After looking at my corneal topography - an imaging technique for mapping the curvature of the cornea - I could easily see that my left cornea was far more oblique than the right.

My doctor told me that even though my right eye seemed fine, usually KC is usually more pronounced in one eye and that over time, both eyes would degrade. Since my cornea had a strange pointed shape, glasses and soft contact lenses would not work for me. At this time, there was no treatment available other than fitting me with a hard contact lens and hoping that it would be enough. Meanwhile, my vision would continue to deteriorate.
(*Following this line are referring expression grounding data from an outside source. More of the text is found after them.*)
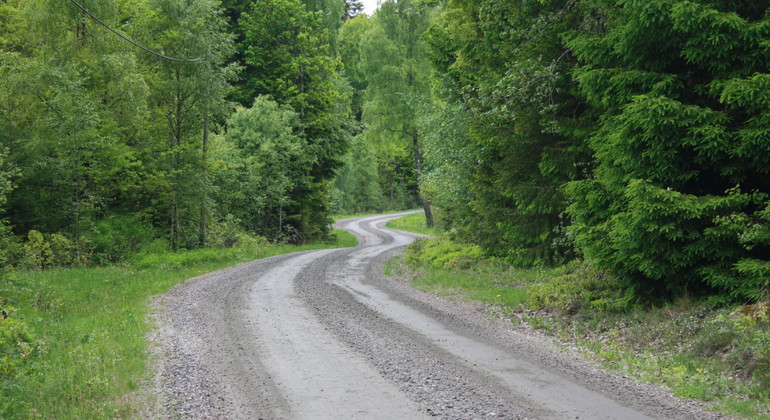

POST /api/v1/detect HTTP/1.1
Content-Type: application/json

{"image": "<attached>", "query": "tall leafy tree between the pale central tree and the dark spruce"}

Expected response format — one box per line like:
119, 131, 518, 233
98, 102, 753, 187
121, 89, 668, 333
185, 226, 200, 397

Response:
426, 0, 585, 265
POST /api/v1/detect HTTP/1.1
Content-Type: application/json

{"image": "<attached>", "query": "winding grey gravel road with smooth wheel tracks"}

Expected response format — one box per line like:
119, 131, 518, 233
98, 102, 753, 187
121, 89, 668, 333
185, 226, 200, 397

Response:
150, 214, 718, 419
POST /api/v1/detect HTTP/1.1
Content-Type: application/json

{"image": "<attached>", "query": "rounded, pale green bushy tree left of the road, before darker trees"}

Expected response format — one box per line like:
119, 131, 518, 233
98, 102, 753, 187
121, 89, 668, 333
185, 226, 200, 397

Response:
215, 96, 314, 240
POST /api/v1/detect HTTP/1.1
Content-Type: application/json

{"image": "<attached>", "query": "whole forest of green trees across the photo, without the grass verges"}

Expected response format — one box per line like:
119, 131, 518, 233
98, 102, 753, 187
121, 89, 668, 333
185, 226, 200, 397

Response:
0, 0, 770, 302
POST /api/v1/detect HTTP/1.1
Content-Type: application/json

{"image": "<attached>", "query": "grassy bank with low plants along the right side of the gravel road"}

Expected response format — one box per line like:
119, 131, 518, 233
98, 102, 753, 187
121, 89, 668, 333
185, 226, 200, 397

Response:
387, 217, 770, 419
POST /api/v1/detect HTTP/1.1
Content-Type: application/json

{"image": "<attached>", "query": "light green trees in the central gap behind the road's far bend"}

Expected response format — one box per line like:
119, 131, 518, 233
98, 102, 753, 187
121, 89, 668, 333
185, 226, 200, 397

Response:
334, 0, 433, 214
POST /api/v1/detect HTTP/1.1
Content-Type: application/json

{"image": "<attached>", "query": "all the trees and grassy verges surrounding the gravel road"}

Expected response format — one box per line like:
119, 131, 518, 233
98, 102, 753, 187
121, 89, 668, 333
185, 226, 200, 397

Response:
0, 0, 770, 419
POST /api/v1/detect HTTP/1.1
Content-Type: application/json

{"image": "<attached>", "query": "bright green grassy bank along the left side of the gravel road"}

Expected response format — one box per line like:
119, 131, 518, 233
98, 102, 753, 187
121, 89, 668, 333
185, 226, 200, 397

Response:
0, 231, 356, 419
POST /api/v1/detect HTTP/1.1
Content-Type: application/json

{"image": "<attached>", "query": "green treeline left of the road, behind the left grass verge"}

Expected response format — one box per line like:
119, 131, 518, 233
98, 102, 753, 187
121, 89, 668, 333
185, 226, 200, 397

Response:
0, 0, 361, 267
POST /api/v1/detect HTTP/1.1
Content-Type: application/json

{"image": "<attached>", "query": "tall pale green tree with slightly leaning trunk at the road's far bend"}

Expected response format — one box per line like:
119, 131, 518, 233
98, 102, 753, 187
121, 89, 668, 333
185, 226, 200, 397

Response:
360, 0, 433, 226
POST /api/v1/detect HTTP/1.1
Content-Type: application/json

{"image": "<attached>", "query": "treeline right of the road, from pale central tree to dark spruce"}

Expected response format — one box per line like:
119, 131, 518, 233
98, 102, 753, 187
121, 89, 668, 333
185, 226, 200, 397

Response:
338, 0, 770, 301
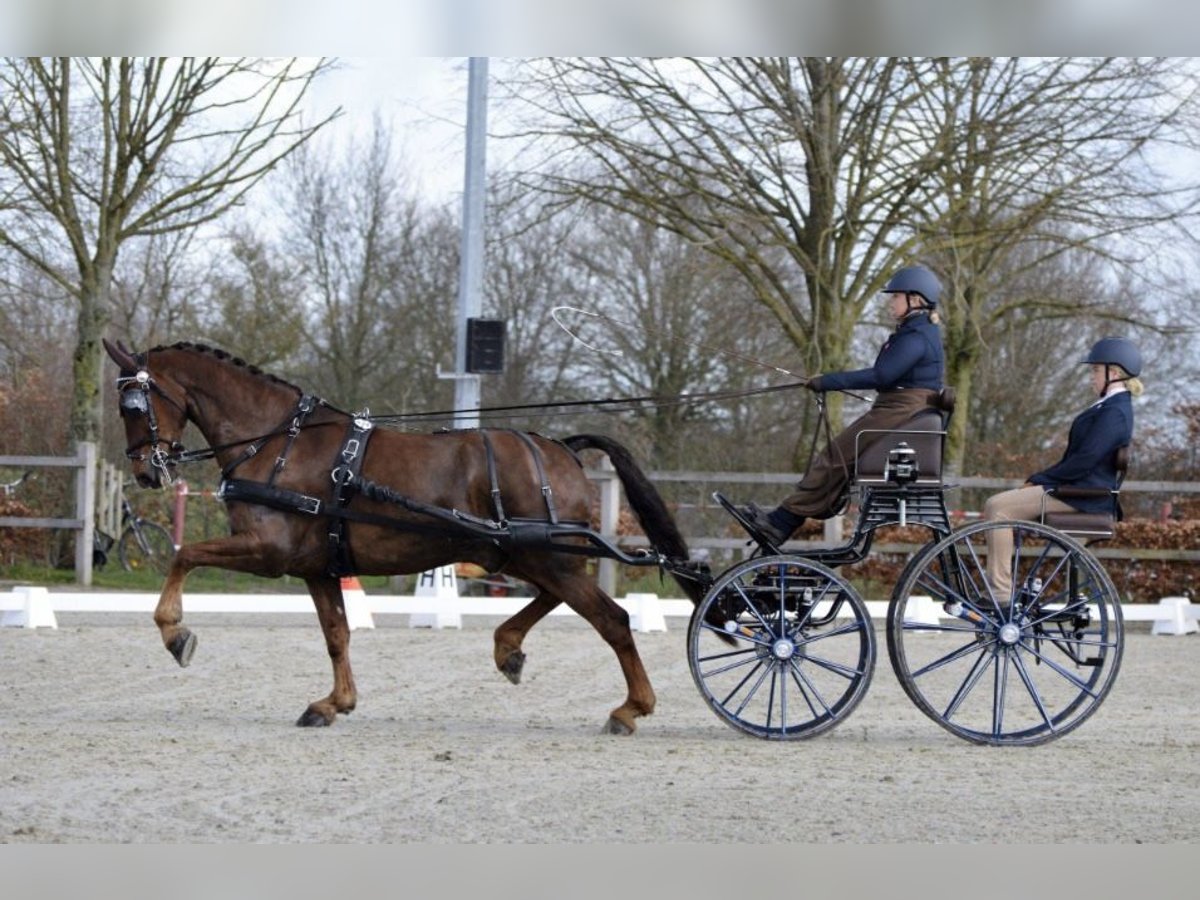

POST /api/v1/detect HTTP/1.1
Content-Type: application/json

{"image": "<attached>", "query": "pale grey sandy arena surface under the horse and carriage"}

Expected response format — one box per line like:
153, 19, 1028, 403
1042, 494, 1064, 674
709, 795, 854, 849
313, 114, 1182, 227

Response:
0, 614, 1200, 844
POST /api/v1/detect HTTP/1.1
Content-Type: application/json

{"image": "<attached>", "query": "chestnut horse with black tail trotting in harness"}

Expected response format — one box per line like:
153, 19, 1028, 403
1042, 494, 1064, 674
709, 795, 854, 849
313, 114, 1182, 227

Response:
104, 341, 703, 734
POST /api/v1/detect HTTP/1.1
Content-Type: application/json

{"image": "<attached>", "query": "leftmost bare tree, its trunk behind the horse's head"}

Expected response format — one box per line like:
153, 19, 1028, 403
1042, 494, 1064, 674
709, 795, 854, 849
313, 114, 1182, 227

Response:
0, 56, 336, 439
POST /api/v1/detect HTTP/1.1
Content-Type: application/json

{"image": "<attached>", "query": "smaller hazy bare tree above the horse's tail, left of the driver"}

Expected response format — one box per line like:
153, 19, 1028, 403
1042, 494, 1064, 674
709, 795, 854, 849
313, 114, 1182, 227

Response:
556, 209, 808, 468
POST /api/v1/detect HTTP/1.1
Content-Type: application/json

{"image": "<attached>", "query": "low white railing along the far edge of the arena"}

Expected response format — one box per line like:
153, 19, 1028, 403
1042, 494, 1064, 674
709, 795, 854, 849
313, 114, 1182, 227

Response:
0, 586, 1200, 635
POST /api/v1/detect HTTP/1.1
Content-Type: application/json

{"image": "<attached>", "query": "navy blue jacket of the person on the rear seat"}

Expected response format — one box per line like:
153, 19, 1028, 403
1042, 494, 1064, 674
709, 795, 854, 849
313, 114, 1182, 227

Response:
1027, 391, 1133, 512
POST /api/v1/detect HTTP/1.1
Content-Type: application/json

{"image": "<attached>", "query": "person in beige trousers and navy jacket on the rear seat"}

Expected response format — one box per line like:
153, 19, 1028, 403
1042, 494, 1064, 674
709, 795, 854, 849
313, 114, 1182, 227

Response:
983, 337, 1142, 600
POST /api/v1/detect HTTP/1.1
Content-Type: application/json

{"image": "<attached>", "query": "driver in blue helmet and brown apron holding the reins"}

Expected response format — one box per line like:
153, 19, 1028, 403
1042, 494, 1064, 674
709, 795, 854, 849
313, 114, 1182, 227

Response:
740, 265, 946, 545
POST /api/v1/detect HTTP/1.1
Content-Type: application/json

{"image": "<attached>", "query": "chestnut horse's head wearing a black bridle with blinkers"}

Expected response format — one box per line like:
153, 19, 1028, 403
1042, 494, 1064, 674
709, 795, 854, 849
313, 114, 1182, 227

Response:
103, 340, 187, 487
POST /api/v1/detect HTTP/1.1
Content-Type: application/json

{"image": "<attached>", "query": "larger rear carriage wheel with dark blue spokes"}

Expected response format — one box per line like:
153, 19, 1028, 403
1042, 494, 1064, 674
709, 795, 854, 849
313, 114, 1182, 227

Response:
887, 522, 1124, 745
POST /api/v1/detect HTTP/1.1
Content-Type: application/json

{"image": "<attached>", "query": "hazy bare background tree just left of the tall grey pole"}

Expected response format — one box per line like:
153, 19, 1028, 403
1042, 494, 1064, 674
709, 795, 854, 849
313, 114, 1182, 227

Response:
263, 118, 458, 415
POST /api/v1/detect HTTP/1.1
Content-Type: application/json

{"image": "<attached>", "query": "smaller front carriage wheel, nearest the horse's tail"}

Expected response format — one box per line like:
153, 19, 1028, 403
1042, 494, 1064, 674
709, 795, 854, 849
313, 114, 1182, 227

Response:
688, 556, 875, 740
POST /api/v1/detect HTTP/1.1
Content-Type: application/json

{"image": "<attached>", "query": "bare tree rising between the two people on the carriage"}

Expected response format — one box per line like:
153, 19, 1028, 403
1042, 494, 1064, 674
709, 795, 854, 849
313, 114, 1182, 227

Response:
914, 58, 1200, 468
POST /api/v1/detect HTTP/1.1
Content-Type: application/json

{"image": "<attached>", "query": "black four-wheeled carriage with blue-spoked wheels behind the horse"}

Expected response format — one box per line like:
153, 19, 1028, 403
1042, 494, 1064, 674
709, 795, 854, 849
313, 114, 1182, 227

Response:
688, 401, 1124, 745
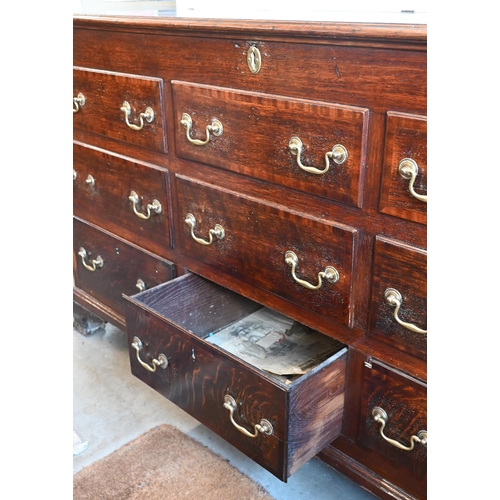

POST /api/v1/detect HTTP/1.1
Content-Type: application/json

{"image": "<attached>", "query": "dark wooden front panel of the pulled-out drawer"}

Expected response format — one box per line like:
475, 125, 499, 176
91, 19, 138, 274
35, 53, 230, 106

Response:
126, 300, 285, 479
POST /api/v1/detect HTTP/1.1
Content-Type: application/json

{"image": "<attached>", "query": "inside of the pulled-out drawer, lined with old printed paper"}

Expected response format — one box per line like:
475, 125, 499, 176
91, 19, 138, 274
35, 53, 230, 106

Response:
130, 274, 347, 385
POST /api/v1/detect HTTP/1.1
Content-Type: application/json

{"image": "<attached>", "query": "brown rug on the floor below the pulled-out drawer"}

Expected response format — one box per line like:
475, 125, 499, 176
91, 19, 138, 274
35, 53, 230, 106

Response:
73, 425, 273, 500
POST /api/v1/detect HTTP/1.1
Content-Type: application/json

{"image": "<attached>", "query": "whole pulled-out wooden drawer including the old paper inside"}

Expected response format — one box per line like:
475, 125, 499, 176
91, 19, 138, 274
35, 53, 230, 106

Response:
124, 274, 347, 481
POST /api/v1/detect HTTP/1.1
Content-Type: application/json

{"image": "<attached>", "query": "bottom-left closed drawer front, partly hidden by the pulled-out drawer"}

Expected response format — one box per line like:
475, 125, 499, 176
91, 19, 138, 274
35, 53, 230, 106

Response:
73, 218, 175, 316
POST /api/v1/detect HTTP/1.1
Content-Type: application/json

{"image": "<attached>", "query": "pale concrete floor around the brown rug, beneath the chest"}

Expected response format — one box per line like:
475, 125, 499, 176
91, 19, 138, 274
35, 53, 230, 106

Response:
73, 324, 376, 500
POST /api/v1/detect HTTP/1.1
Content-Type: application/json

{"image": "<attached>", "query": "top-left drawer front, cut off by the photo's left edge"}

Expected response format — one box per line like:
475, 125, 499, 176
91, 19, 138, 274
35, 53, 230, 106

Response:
73, 67, 167, 152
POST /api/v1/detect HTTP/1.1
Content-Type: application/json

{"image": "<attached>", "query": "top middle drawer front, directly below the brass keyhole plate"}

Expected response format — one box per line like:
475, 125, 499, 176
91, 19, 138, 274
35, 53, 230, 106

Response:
172, 82, 368, 207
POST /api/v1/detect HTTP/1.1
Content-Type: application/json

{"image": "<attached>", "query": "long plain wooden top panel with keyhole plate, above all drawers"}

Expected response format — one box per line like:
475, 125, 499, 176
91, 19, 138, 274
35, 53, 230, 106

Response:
74, 28, 427, 112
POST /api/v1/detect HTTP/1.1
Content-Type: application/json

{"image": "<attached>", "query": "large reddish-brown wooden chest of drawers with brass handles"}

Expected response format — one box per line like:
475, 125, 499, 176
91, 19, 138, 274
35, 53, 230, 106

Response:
73, 16, 427, 499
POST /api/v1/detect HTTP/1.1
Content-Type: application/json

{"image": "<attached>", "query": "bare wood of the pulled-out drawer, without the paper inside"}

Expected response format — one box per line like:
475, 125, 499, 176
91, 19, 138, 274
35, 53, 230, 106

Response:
126, 274, 346, 481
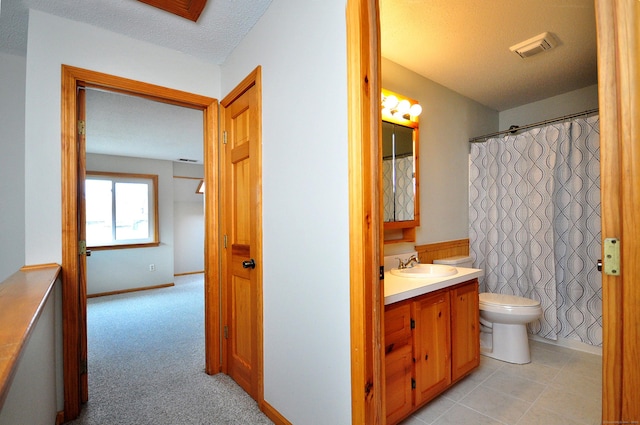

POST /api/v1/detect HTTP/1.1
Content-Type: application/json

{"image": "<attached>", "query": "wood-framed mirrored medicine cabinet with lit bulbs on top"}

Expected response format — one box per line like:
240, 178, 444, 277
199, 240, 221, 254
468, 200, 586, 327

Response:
382, 90, 420, 243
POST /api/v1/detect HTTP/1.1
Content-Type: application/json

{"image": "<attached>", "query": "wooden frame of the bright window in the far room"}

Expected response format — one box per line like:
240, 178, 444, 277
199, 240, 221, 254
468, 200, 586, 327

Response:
84, 171, 160, 251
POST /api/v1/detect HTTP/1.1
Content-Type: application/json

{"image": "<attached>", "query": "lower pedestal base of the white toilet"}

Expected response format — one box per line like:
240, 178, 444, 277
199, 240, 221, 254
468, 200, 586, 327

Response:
480, 323, 531, 364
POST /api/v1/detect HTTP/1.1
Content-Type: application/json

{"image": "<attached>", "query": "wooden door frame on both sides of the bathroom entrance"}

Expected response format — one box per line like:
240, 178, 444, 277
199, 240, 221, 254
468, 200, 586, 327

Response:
346, 0, 640, 424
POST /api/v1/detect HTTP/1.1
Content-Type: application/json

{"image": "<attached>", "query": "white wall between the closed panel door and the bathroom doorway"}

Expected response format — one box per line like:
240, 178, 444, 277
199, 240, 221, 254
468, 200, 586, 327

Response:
222, 0, 351, 424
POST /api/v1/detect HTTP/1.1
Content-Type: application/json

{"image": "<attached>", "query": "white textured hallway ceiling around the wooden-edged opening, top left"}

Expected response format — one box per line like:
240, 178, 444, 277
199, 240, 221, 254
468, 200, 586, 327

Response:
0, 0, 271, 64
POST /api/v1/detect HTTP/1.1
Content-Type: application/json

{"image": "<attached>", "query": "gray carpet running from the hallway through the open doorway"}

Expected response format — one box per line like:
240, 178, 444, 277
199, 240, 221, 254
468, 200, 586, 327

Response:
70, 275, 272, 425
And deteriorate it did - from 20/80 at the start of university to 20/200 by the end of a year and a half. During our family's summer trip to India, my mom asked her sister (an ophthalmologist) for her opinion and she told us about a new experimental procedure called collagen cross-linking (CCL). She explained that CCL was not a surgery - it was a minimally invasive procedure that uses eye drops and UV bombardment in order to strengthen the cornea by bolstering the collagen fibers in the eye. UV radiation turns out to be key not only in causing KC, but also in obstructing it. Prolonged exposure to UV stiffens the cornea. This is the reason adults normally do not have this condition - their many years of exposure to UV from the sun has hardened the cornea. Though this procedure does not restore lost vision,  it does prevent further degradation. She repeated that CCL was experimental and that there could be risks, but I was desperate to save my left eye and agreed to the procedure.

On the day of the procedure, the doctors periodically added anesthetic eye drops that slowed and eventually stopped movement of my left eye so that they could perform the procedure. They led me inside the operating room and I saw something like this.
I laid down on the operating bed and the doctors told me that they would have to restrain me. My wrists were held down by a cuff by the side of the table and some kind of eye-opening brace was placed on my left eye so that I could not close it. This was around the time I began to freak out. With the lights in the room dimmed other than the blinding light above me and my complete inability to move, the scene eerily reminded me of a torture rack. During the procedure, my doctor gave me vitamin B12 drops since these aid in photo enhancing - this enables a simpler cross-linking. The machine being used was called the Avedro KXL and administered UV light which allowed new cross-links to develop by shortening collagen fibrils. The procedure was only one hour long but felt much longer and I was thoroughly uncomfortable for every second of it (hence the restraining cuffs).

Though the doctors assured me before and during the procedure that I'd be completely fine afterward, I definitely was not. After the UV bombardment I had undergone, I had a terrible headache and my left eye still felt blinded and overwhelmed even though there was no more light. After three days I was back to normal but those few days were primarily spent laying in bed with the worst headache and burning pain I had experienced.

A few months later, this process was repeated for my right eye in the Turner Eye Institute in California. The experience was equally uncomfortable if not a little worse since my dominant eye was the one being operated on. If there is any improvement or better way of handling the patient post-op, I would definitely want to know and introduce it.